“Kalau tak ada halangan mungkin
bulan depan!” jawab Hyena.
“Uhuk…uhuk…uhuk…”
Serta merta aku tersedak daging yang disodorkan Dokter Shin. Hyung-ku buru-buru
menyodorkan segelas air,
“Gwencanayeo?”
tanyanya setelah keadaanku mulai membaik.
“Nde,
gomawo…” jawabku sambil membersihkan wajahku dengan tissue.
“Dagingnya
sangat pedas makanya aku tersedak. Maaf… aku harus ke toilet!” pamitku.
Aku
berjalan bergetar ke toilet, satu bulan? Kenapa begitu cepat? Tak terasa tetes
demi tetes air mataku meleleh. Benarkah aku masih mengharapkanmu Hyena? Tidak…
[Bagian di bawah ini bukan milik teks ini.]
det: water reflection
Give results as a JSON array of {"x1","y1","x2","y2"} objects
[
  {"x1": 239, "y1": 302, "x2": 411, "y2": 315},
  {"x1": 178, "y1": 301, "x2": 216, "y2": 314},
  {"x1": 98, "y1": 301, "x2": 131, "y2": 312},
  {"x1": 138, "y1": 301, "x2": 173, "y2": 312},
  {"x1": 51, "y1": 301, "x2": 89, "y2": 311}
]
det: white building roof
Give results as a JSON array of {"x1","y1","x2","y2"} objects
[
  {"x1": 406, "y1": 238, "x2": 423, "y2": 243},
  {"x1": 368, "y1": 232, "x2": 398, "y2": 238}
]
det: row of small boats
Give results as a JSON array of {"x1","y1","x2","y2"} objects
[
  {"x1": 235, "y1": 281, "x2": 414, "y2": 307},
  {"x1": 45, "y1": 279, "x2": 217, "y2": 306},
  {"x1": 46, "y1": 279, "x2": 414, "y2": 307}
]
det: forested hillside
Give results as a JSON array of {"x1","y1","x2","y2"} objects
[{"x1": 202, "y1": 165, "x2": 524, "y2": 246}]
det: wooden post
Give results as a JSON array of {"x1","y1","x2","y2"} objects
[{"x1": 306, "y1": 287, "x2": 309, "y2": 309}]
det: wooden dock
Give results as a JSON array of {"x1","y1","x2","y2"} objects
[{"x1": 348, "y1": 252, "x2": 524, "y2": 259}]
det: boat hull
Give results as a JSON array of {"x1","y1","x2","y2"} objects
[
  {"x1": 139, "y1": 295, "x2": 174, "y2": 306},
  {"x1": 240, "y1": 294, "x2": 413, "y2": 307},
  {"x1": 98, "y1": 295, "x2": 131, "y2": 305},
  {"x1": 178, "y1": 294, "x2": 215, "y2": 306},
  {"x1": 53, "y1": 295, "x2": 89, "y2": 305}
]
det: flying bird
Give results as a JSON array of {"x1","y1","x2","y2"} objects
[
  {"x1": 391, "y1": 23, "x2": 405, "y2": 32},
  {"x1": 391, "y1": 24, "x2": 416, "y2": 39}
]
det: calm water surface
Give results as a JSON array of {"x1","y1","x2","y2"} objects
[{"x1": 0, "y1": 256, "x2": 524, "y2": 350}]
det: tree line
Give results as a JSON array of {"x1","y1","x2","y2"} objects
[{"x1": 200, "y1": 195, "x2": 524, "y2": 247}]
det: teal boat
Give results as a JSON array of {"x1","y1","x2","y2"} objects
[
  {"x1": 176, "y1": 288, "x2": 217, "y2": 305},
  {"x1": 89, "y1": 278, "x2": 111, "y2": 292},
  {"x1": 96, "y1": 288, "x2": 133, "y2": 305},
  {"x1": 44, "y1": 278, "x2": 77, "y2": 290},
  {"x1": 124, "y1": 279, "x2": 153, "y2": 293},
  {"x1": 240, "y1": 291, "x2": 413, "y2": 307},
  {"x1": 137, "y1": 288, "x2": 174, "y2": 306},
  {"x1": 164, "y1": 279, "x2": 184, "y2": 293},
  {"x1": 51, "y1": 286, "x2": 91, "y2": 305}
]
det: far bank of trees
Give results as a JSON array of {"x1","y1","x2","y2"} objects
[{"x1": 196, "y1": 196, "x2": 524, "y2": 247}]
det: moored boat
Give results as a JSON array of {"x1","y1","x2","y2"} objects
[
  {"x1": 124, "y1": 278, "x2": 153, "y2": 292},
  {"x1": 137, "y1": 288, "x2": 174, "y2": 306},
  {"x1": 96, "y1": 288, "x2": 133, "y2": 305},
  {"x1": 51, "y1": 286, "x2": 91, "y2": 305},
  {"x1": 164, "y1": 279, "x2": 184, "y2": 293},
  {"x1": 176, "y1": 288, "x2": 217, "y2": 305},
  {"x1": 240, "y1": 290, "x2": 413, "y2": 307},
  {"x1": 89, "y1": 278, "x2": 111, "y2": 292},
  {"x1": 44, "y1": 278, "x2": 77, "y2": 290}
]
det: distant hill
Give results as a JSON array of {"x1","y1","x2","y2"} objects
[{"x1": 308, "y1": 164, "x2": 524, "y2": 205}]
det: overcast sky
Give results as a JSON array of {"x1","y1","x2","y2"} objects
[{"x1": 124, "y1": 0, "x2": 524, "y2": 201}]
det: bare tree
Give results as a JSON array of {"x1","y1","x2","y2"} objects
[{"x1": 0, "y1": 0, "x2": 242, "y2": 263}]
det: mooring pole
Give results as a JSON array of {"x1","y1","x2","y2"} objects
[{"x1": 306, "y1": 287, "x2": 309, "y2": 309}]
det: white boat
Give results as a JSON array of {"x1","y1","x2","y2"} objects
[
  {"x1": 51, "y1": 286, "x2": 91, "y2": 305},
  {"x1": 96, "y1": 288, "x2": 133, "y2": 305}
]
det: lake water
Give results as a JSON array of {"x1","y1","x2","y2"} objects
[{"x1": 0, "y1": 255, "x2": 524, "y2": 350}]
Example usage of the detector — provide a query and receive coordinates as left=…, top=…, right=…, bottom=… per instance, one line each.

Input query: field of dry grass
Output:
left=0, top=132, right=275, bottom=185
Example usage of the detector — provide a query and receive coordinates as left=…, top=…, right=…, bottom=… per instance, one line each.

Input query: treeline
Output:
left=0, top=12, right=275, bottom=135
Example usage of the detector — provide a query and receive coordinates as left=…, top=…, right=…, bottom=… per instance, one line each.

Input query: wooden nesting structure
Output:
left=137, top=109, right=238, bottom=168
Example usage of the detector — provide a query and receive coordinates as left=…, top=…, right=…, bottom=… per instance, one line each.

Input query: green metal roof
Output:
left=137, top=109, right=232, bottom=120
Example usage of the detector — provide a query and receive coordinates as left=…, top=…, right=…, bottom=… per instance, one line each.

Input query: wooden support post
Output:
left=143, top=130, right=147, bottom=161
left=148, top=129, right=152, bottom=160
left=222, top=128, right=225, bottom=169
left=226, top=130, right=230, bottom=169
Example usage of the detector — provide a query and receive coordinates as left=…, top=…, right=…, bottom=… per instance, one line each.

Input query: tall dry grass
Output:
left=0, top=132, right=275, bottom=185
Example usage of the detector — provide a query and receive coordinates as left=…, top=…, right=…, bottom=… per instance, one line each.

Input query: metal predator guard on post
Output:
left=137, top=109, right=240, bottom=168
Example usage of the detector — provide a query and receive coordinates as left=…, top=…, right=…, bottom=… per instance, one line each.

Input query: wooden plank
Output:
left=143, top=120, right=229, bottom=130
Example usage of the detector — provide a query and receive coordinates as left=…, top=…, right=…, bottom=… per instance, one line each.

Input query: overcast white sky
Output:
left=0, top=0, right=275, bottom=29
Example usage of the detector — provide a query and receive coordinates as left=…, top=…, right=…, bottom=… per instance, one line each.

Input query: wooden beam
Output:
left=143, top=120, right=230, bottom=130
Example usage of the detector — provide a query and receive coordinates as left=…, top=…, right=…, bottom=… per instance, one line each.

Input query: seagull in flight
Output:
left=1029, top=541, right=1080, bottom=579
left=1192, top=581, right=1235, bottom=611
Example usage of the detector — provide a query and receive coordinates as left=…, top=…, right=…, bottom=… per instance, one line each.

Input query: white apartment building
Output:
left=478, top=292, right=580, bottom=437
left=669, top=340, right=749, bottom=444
aku tidak berharap lagi, aku sudah melupakanmu, ya… selama lima tahun ini aku
telah melupakanmu. Tapi kenapa aku masih menangis mendengarmu akan menikah?
~Flash Back~
Aku
dan Hyena bersamaan mengangkat tempat sampah ke belakang sekolah. Seohyun anak
kelas IIC menghampiri kami usai membuang sampah.
“Naega
jeongmal choayeo!” ucapnya spontan padaku. Aku dan Hyena terkejut, gadis yang
jadi incaran hampir seluruh siswa di sekolah kami, seorang model dan anak
pengusaha terkenal menyatakan suka padaku?
“Jinchayeo?”
benarkah, tanyaku tidak percaya,
“Nde,
selama ini aku menunggumu memintaku menjadi pacarmu namun kau tidak bergeming
sedikitpun!” ucapnya tanpa rasa kikuk. Akhir-akhir ini kami memang dekat karena
dia adalah partnerku dalam olimpiade mate-matika.
“Lalu
kau ingin bagaimana?” tanyaku.
“Aku
ingin kita pacaran!” jawabnya lantang. Kulirik Hyena di sampingku, dia bengong
menatap gadis yang tengah melamarku itu.
“Aku
tidak suka gadis yang cengeng dan suka mengatur, bila kau menyanggupinya maka
kita bisa memulainya!” syaratku membuat gadis itu tersenyum.
“Baiklah!”
putusnya,
“Oh
ya satu lagi!” selaku lalu memegang pundak Hyena, bergetar? Ya… pundaknya
bergetar seperti sedang menahan tangis. “Aku dan Hyena adalah sahabat, aku
ingin kau agar memperlakukannya sebaik aku memperlakukannya. Jangan pernah ada
kecemburuan akan kedekatan kami, bagaimana?” Seohyun menyanggupinya dan
hubungan kami pun dimulai. Tunggu apa lagi Hyena? Kenapa kau masih diam? Apa
kau rela aku direbut darimu?
~Flash Back end~
~Flash Back end~
Usai
memperbaiki penampilanku, aku segera keluar toilet. Ternyata di luar, Hyena
sudah menungguku.
“Kau
baik-baik saja?” tanyanya.
“Nde…”
jawabku dingin.
“Chankanman…”
dia menarik tanganku saat aku akan melaluinya, “Masakannnya tidak pedas kok, aku
sengaja memesan tanpa lada sebab aku tahu kau tidak tahan dengan pedas!”
“Lepaskan
tanganku kakak ipar!” pintaku lantang dengan penekanan pada kata ‘kakak ipar’.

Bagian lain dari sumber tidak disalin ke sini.